2.  Ces autorités compétentes s'efforceront, si la réclamation leur paraît fondée et si elles ne sont pas elles-mêmes en mesure d'apporter une solution satisfaisante, de régler la question par voie d'accord amiable avec les autorités compétentes de l'autre Etat contractant, en vue d'éviter une imposition non conforme à la convention.

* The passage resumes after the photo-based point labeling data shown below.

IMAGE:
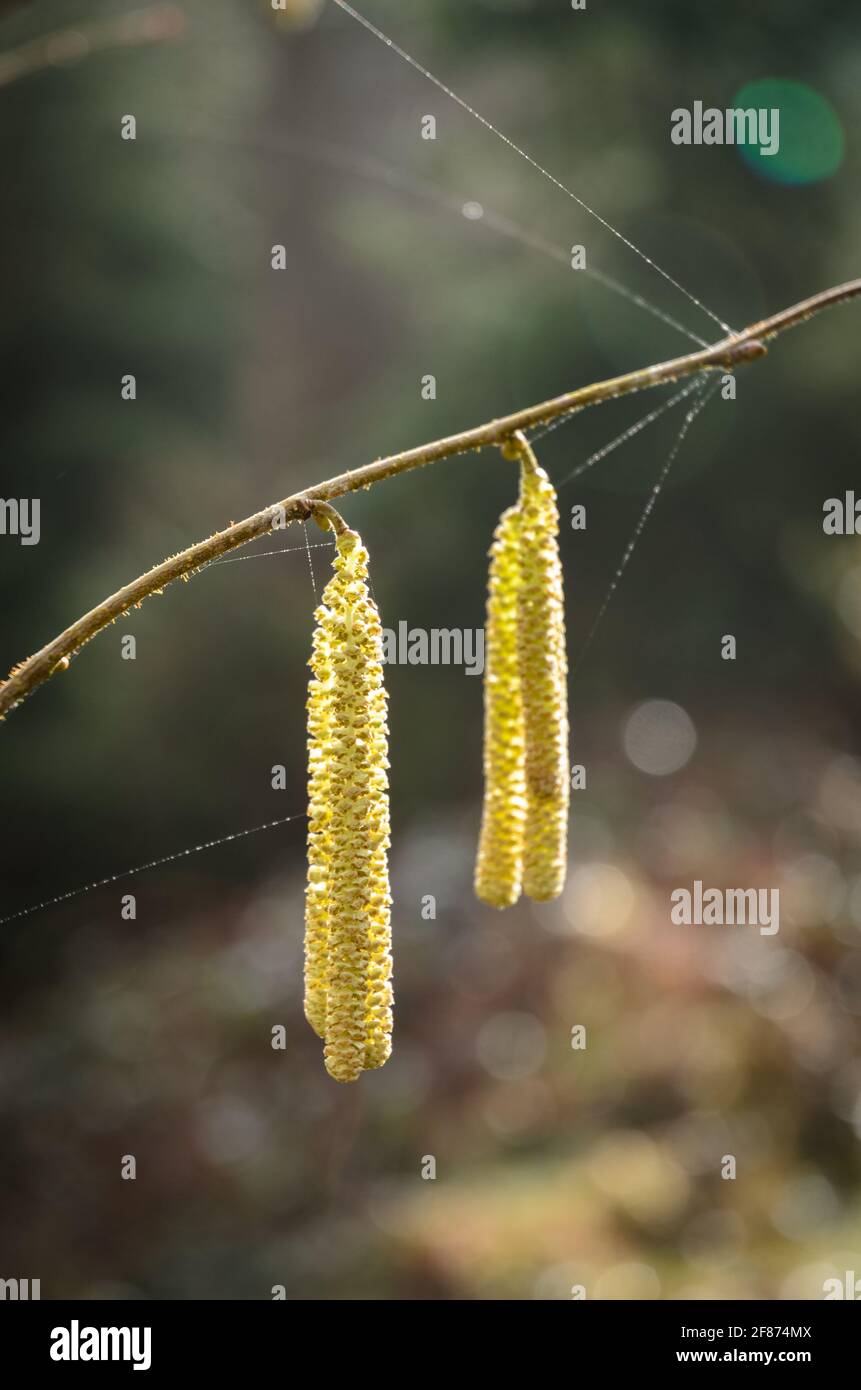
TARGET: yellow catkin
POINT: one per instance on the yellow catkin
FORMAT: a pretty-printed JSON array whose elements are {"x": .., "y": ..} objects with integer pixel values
[
  {"x": 348, "y": 909},
  {"x": 543, "y": 684},
  {"x": 319, "y": 816},
  {"x": 500, "y": 861}
]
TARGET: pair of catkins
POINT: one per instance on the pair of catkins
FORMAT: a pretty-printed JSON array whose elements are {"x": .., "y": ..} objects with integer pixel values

3.  Les autorités compétentes des Etats contractants s'efforcent par voie d'accord amiable, de résoudre les difficultés auxquelles l'application de la convention peut donner lieu. Elles peuvent aussi se concerter en vue d'éviter la double imposition dans les cas non prévus par la convention.

4.  Les autorités compétentes des Etats contractants peuvent communiquer directement entre elles en vue de parvenir à un accord comme il est indiqué aux paragraphes précédents. Si des échanges de vues oraux semblent devoir faciliter cet accord, ces échanges de vues peuvent avoir lieu au sein d'une commission composée de représentants des autorités compétentes des Etats contractants.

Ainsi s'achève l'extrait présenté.